If needed, the commission will take up the matter the following day at 9 a.m.

UNK, according to the order to show cause issued March 29, has failed to meet 18 conditions that allowed for reclassification of two adjacent parcels, one 56.6 acres and the other 5.36 acres, and hans’t substantially commenced use of the land.

Among the conditions are requirements for affordable housing, public school facilities, a cultural center, drainage improvements, water, cultural, historical, customary and traditional rights and resources, and filing timely reports and notifying the commission of ownership changes.

The state Office in Planning on April 21 reported it does not object to reverting the classification to agricultural district.

The reclassification from agricultural to urban was granted to UNK’s predecessor, U of N Bencorp, in August 2003. It was for the development of the Hualalai Villages condominiums, a multi-function cultural center, and a 5-acre educational facility.

UNK says a motion to amend the 2003 decision and order was filed in 2006 by Aeko Hawaii, successor to U of N Bencorp.

The changes sought would have more closely aligned the project with the university’s institutional and faith-based values. They included abandoning the cultural center (because it was profit-driven) and, instead, expanding education and recreational facilities, and replacing the underdeveloped, market-rate phases of Hualalai Villages with staff and student housing.

Hearings were held in May 2007, but no action was taken as the LUC didn’t have quorum, or enough members to hold proceedings. To date, no decision has been rendered, and UNK believes that the 2006 Motion to Amend is still pending.

“While Aeko, and later UNK, fully intended to return to the Commission for action on the 2006 Motion to Amend, internal reorganization and a series of unfortunate and unforeseeable events prevented them from doing so,” reads UNK’s statement of position and rebuttual filed May 3. “If given the opportunity, UNK will return to the Commission and file an Amended Motion to Amend Findings of Fact, Conclusions of Law and Decision and Order so that the petition area can be developed as presently envisioned, while remaining in compliance with the D&O, as amended.”

Nevertheless, if the commission won’t provide the time to file the amended motion, UNK says the classification shouldn’t be reverted for four reasons.

First, UNK has substantially commenced use of the area, according to the May 3 statement. The petitioner said it has satisfied its obligation to protect archaeological resources within the area; provided significant affordable housing to Kona by refurbishing 68 units at Kamaaina Hale on a different parcel; developed educational facilities; processed a well application; and created and trained a Community Emergency Response Team (CERT).
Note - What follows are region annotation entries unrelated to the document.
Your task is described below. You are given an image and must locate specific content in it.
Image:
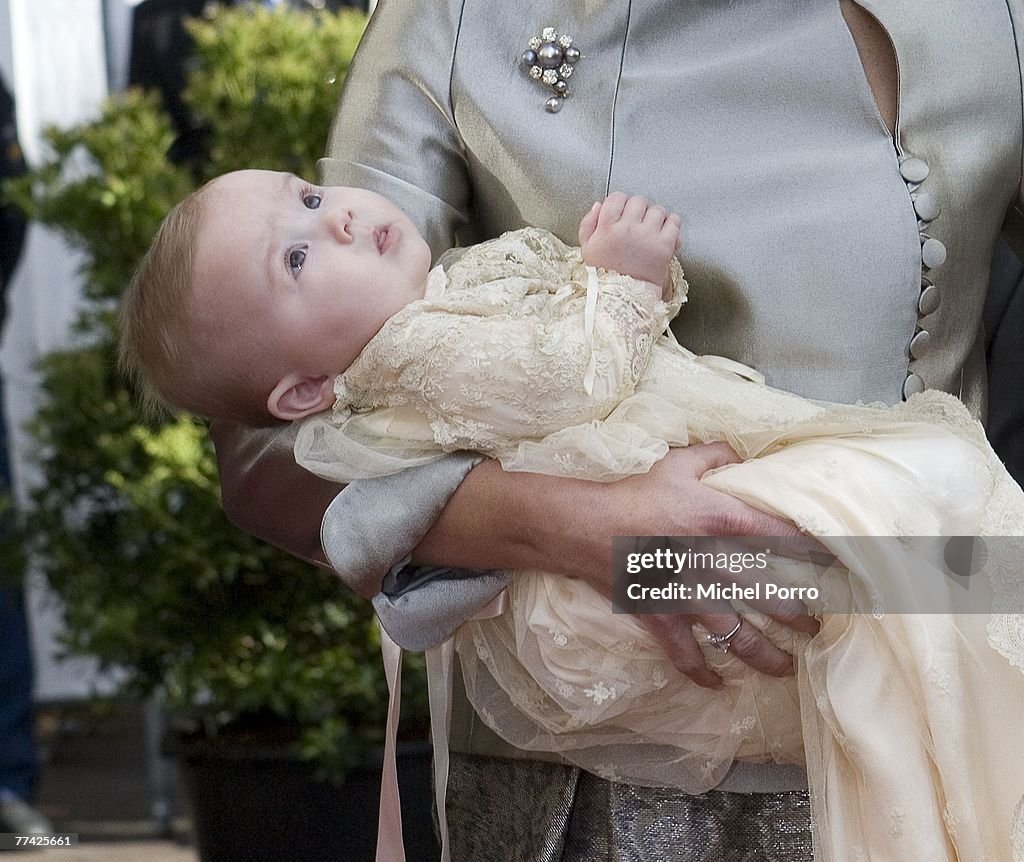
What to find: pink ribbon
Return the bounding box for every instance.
[376,590,508,862]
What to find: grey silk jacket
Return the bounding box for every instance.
[209,0,1024,782]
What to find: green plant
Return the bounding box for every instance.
[1,1,426,777]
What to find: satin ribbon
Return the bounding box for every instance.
[583,266,601,395]
[376,590,508,862]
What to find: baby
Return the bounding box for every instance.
[121,170,680,425]
[122,171,1024,860]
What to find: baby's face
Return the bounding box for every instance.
[193,171,430,384]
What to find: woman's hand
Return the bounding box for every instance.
[415,443,826,688]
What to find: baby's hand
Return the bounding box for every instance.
[580,191,680,291]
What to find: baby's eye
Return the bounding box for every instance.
[288,249,306,275]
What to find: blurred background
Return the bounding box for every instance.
[0,0,436,862]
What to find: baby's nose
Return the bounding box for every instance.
[328,207,352,244]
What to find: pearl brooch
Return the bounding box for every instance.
[519,27,581,114]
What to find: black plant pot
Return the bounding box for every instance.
[167,739,440,862]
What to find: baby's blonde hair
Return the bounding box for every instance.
[118,183,274,425]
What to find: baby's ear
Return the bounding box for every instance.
[266,374,334,422]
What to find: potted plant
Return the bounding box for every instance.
[8,6,432,862]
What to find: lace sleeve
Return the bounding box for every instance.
[336,248,684,458]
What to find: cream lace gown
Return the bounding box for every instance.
[296,228,1024,862]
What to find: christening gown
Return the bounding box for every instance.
[295,228,1024,862]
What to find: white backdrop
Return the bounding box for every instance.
[0,0,140,699]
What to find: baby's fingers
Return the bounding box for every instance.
[662,213,683,252]
[580,204,601,246]
[597,191,629,224]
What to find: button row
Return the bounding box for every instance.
[899,156,946,399]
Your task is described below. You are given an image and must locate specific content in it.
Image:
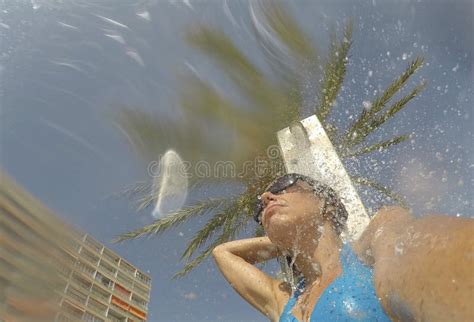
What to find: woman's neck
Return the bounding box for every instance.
[295,224,342,285]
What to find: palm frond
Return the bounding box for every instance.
[263,1,317,64]
[186,26,281,108]
[172,206,247,279]
[351,176,407,207]
[181,200,236,260]
[352,82,426,145]
[341,134,410,158]
[114,198,227,243]
[344,57,423,145]
[316,21,353,122]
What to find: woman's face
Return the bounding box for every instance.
[261,180,323,249]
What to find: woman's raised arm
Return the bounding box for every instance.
[212,237,291,321]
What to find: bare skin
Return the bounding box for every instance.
[354,207,474,321]
[213,183,474,321]
[213,183,342,321]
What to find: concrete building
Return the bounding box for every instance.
[0,172,151,322]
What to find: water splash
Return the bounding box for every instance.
[152,150,188,218]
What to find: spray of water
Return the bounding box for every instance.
[152,150,188,218]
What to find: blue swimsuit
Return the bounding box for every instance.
[280,245,390,322]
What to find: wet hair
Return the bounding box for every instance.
[262,174,348,287]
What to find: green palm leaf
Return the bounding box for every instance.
[316,22,352,122]
[115,2,424,278]
[341,134,410,158]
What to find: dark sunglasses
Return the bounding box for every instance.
[253,173,315,224]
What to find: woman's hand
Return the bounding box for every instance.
[213,236,282,264]
[212,237,291,321]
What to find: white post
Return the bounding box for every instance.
[277,115,370,240]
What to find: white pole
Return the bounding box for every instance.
[277,115,370,240]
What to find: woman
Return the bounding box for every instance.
[213,174,474,322]
[213,174,389,322]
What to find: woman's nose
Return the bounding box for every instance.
[260,191,276,207]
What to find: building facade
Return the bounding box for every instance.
[0,172,151,322]
[56,232,151,322]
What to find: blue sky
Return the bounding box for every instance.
[0,0,474,321]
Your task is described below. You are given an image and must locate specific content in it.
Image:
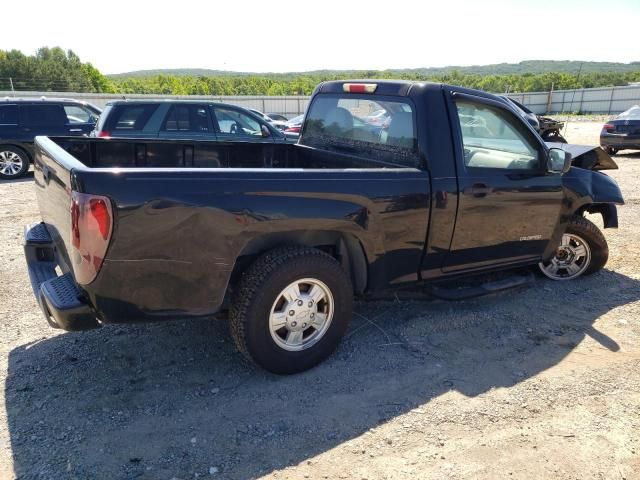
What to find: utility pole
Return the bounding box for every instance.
[545,82,553,114]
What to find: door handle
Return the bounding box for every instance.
[464,183,493,198]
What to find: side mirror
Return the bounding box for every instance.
[547,148,571,173]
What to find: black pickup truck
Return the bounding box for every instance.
[25,81,623,373]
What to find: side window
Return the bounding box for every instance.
[456,101,540,170]
[64,105,95,123]
[213,107,262,137]
[163,105,210,132]
[20,105,67,127]
[106,104,158,131]
[0,105,18,125]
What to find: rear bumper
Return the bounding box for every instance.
[24,223,100,331]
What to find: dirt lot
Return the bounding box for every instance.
[0,122,640,480]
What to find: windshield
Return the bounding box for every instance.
[300,94,418,166]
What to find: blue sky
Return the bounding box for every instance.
[0,0,640,73]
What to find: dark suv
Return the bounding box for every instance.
[91,100,287,143]
[0,97,100,180]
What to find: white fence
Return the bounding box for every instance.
[509,85,640,114]
[0,85,640,118]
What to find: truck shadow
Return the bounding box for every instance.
[5,270,640,479]
[0,169,33,183]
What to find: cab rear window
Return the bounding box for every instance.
[300,94,418,166]
[107,104,158,131]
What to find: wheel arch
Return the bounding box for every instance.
[229,230,368,293]
[0,142,33,163]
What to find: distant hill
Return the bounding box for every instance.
[107,60,640,80]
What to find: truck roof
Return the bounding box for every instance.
[105,98,248,110]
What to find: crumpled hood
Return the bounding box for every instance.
[545,142,618,170]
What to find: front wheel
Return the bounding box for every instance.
[0,147,29,180]
[230,247,353,374]
[538,215,609,280]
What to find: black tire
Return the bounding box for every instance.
[229,247,353,374]
[0,145,29,180]
[540,215,609,280]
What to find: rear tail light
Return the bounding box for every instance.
[69,192,113,285]
[342,83,378,93]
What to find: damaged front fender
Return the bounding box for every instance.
[562,167,624,228]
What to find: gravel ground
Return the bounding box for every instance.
[0,122,640,480]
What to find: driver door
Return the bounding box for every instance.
[443,93,563,271]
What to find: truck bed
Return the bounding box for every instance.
[47,137,412,169]
[34,137,431,322]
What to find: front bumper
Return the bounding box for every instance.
[600,134,640,150]
[24,223,100,331]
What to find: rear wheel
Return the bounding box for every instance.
[604,147,618,155]
[230,247,353,374]
[0,146,29,180]
[538,215,609,280]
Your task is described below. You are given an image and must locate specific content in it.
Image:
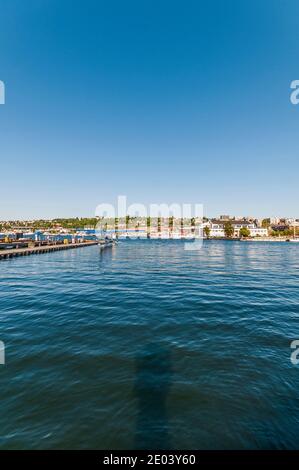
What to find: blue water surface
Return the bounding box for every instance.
[0,240,299,449]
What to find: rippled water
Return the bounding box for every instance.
[0,240,299,449]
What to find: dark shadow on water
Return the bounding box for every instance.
[135,343,172,449]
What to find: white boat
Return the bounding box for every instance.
[98,237,117,250]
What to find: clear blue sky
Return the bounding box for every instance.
[0,0,299,219]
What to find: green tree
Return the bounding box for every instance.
[239,227,250,238]
[203,225,211,238]
[224,222,234,238]
[262,219,270,228]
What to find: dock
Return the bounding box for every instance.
[0,241,98,260]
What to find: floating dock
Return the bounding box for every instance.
[0,241,98,260]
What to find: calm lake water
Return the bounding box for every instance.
[0,240,299,449]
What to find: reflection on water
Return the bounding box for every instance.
[135,342,171,449]
[0,240,299,449]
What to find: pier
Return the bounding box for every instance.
[0,241,98,260]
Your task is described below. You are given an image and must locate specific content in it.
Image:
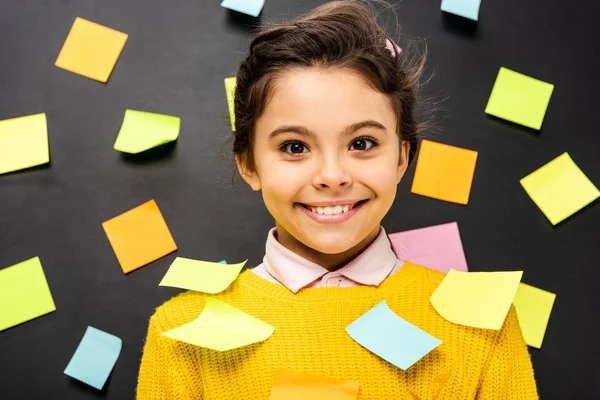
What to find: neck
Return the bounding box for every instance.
[275,223,380,271]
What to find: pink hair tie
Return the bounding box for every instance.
[385,38,402,57]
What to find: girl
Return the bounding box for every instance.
[137,0,538,400]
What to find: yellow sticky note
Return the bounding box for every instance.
[0,114,50,174]
[513,282,556,349]
[163,297,275,351]
[114,110,181,154]
[102,200,177,274]
[485,67,554,130]
[411,140,477,205]
[55,17,127,82]
[225,76,236,132]
[159,257,248,294]
[521,153,600,225]
[0,257,56,331]
[269,369,359,400]
[430,269,523,330]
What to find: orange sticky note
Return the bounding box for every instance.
[269,369,358,400]
[102,200,177,274]
[412,140,477,205]
[54,17,127,82]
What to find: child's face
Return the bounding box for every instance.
[238,65,409,254]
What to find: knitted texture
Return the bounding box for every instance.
[137,262,538,400]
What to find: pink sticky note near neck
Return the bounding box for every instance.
[389,222,469,273]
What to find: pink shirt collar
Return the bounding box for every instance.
[263,227,398,293]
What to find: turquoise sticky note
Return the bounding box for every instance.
[346,300,442,370]
[441,0,481,21]
[65,326,123,390]
[221,0,265,17]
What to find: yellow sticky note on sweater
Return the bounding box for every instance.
[269,369,359,400]
[513,282,556,349]
[521,153,600,225]
[0,114,50,174]
[159,257,248,294]
[430,269,523,330]
[163,297,275,351]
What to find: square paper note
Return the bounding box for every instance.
[64,326,122,390]
[0,257,56,331]
[0,114,50,174]
[55,17,127,82]
[521,153,600,225]
[102,200,177,273]
[485,67,554,130]
[412,140,477,205]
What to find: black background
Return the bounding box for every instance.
[0,0,600,399]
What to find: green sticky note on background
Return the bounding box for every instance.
[0,113,50,174]
[485,67,554,130]
[0,257,56,331]
[114,110,181,154]
[521,153,600,225]
[225,76,236,132]
[159,257,248,294]
[513,282,556,349]
[430,269,523,330]
[163,297,275,351]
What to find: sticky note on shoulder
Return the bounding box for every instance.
[441,0,481,21]
[430,269,523,330]
[0,257,56,331]
[521,153,600,225]
[269,368,359,400]
[221,0,265,17]
[102,200,177,274]
[0,114,50,174]
[55,17,127,82]
[346,300,442,370]
[114,110,181,154]
[64,326,122,390]
[485,67,554,130]
[159,257,247,294]
[513,282,556,349]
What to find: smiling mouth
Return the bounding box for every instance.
[296,199,368,215]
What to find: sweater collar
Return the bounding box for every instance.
[263,227,397,293]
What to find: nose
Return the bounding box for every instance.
[313,155,352,189]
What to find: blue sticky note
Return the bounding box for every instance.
[441,0,481,21]
[346,300,442,370]
[221,0,265,17]
[65,326,123,390]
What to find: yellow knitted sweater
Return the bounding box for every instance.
[137,262,538,400]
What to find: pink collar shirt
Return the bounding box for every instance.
[252,227,404,293]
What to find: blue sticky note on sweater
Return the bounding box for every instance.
[221,0,265,17]
[441,0,481,21]
[65,326,122,390]
[346,300,442,370]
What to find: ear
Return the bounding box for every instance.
[396,141,410,183]
[235,154,262,191]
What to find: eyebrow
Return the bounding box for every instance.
[268,119,387,140]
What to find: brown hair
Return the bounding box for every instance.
[233,0,425,169]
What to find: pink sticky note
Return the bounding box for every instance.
[389,222,468,273]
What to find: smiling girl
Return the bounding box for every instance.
[137,0,538,400]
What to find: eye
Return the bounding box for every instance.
[281,142,308,154]
[350,138,377,151]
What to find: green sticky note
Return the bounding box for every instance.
[0,257,56,331]
[521,153,600,225]
[225,76,236,132]
[163,297,275,351]
[159,257,248,294]
[114,110,181,154]
[513,282,556,349]
[0,114,50,174]
[485,67,554,130]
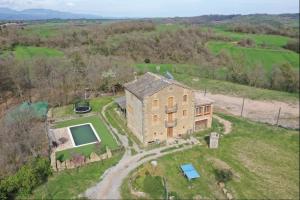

Second, good cause exists to excuse the failure, UNK said.

“Since the time of the D&O, UNK and its predecessors suffered through the severe impacts of the Great Recession, underwent a significant internal reorganization, were defrauded of millions of dollars, and were forced to fight out-of-state litigation. All of these events significantly and adversely affected UNK’s ability to timely proceed with all aspects of its development,” UNK said in its statement of position and rebuttal.

Third, no deadline was set for the development.

And lastly, urban classification is appropriate as surrounding lands are designated for urban development and the acreage is poorly suited for agricultural use.

During the Wednesday hearing, commissioners will also consider a May 9 motion filed by UNK to rescind the order to show cause; or in the alternative to continue the order to show cause hearing or any further action for one year to allow UNK to file the amended motion.

If the commission is unwilling to do either of the above, the motion requests that it provide UNK sufficient time to prepare for an order to show cause hearing. Two months is not enough time, attorneys said in the statement of position and rebuttal.

Following the May 9 filing, the state Office of Planning said May 15 it still believes the hearing should be held, but would not object to a one year stay of proceedings to allow for UNK to submit the revised motion to amend. The office requested that commissioners, however, not allow any development work during that time within the 62 acres.

“Due to the pending hearing, we cannot comment on specific details at this time. Even so, we wish to express our desire and intent to work in full cooperation with the Land Use Commission, the Office of Planning, the County and State of Hawaii, and all other related parties to develop the land in such a way that will contribute to our UofN campus, the local Kona community, and the people and culture of Hawaii,” UNK said in a statement to West Hawaii Today.